Figure 7. Effect of lz on Survival Following Puncture Wounding

Control lz⁺ (w¹¹¹⁸) and lz^r15 mutant larvae were puncture wounded or mock-wounded and cultured for 4 or 24 h. The percentage of treated larvae alive and motile at each time is shown. Values are the average (± standard error of the mean) of three to six independent experiments with ten or more treated larvae per time point.

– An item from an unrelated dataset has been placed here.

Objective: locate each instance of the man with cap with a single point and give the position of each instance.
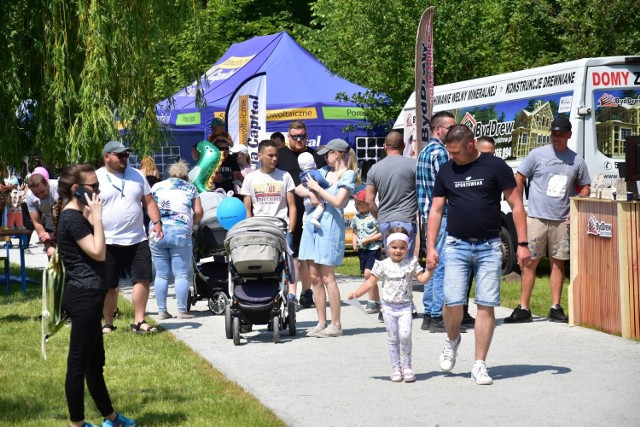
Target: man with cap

Figure 8. Model of the Cellular Events and Genetic Requirements of Larval Wound Healing

Puncture wounding disrupts the epidermis and overlying cuticle and triggers the three parallel series of events shown, each with distinct genetic requirements. Plug and scab formation stabilize the wound site, which promotes epidermal cell spreading and suppresses JNK activation, perhaps by a negative feedback mechanism (dashed line). The lz and Bc genes promote scab formation, presumably by promoting crystal cell development and the production and secretion of serum melanization factors by these cells. The spreading epidermal cells synthesize cuticle and basal lamina, and they clear wound site debris by phagocytosis. Pinch wounding disrupts the epidermis but not the overlying cuticle and triggers only the events shown in black. However, cuticle and basal lamina synthesis and phagocytosis have not been examined in pinch wounds and are only inferred to occur from the puncture wound studies. Wounding may induce additional signals (not indicated) that attract blood cells (plasmatocytes) and tracheal branches.